O grupo próximo a Nyusi já não esconde a pretensão de avançar para um terceiro mandato, alegando que é preciso consolidar o processo de governação em curso, porque a experiência do passado mostra que a cada ciclo de governação os projectos anteriores são escangalhados. Mas há quem suspeita que a intenção de continuidade de Filipe Nyusi e seu elenco no poder deve-se ao medo de encarar justiça nacional e internacional no fim do mandato.

O que é um Golpe Constitucional e o que o equipara ao Golpe de Estado?

Segundo bibliografia avulsa consultada pelo Evidências, uma provável mudança da Constituição para acomodar um terceiro mandato, por via de eleição directa seria tipificada como um Golpe Constitucional, que ocorre quando membros do governo, partidos ou sectores do governo assumem o poder por meios tecnicamente legais o que, no entanto, representa uma ameaça semelhante aos golpes de Estado tradicionais, mas neste caso sem o uso de armas, mas por via da manipulação ou alterarão à constituição para assumir o poder legalmente.

Segundo uma pesquisa livre, os Golpes Constitucionais geralmente ocorrem sem grandes convulsões como se esperaria de golpes militares extra-constitucionais e raramente ocorrem em democracias ocidentais estabelecidas. Os Golpes Constitucionais são facilitados por instituições democráticas fracas e pela ausência de “cultura democrática” dentro dos países.

Estes tipos de golpes são muito frequentes em África, onde cerca de 30 chefes de Estado africanos tentaram estender seus mandatos por meio de mudanças constitucionais desde o início da década de 1990.

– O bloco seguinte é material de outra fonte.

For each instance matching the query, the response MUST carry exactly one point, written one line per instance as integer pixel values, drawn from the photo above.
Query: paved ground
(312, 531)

Muitos presidentes africanos mudaram as constituições de seus países para estender seus limites de mandato. Estes incluem os presidentes Gnassingbé Eyadéma (Togo), Yoweri Museveni (Uganda), Idriss Déby (Chade), Paul Biya (Camarões), Paul Kagame (Ruanda), Pierre Nkurunziza (Burundi) e Abdel Fattah el-Sisi (Egito).

Em 2005, o presidente de Burkina Faso, Blaise Compaoré, explorou uma peculiaridade da constituição de 1991 para permanecer no poder depois de estender os limites de mandato. Compaoré argumentou que, por ter sido eleito para o cargo antes dos limites de mandato serem instituídos em 2000, os limites não se aplicavam a si.

O Conselho Constitucional de Burkina Faso, controlado por Compoaré e seu partido político, o Congresso para a Democracia e o Progresso, decidiram em seu favor. Em seguida, Compaoré concorreu e conquistou um terceiro mandato.

No caso de Moçambique, Filipe Nyusi tem todo cocktail institucional a seu favor para um Golpe Constitucional. Tem uma maioria parlamentar ao seu dispor, uma oposição enfraquecida e um Conselho Constitucional dirigido por uma amiga de família, com interesses empresariais comuns.

O filho da presidente do Conselho Constitucional é sócio da filha de Filipe Nyusi, Cláudia Nyusi e em 2020, dois dias depois de empossá-lo para o segundo mandato, Lúcia Ribeiro vestiu-se a rigor igual a uma Cheerleader para assistir o líder do Executivo a jogar Golfe, o que na altura foi assumido como a consumação da promiscuidade entre os dois poderes.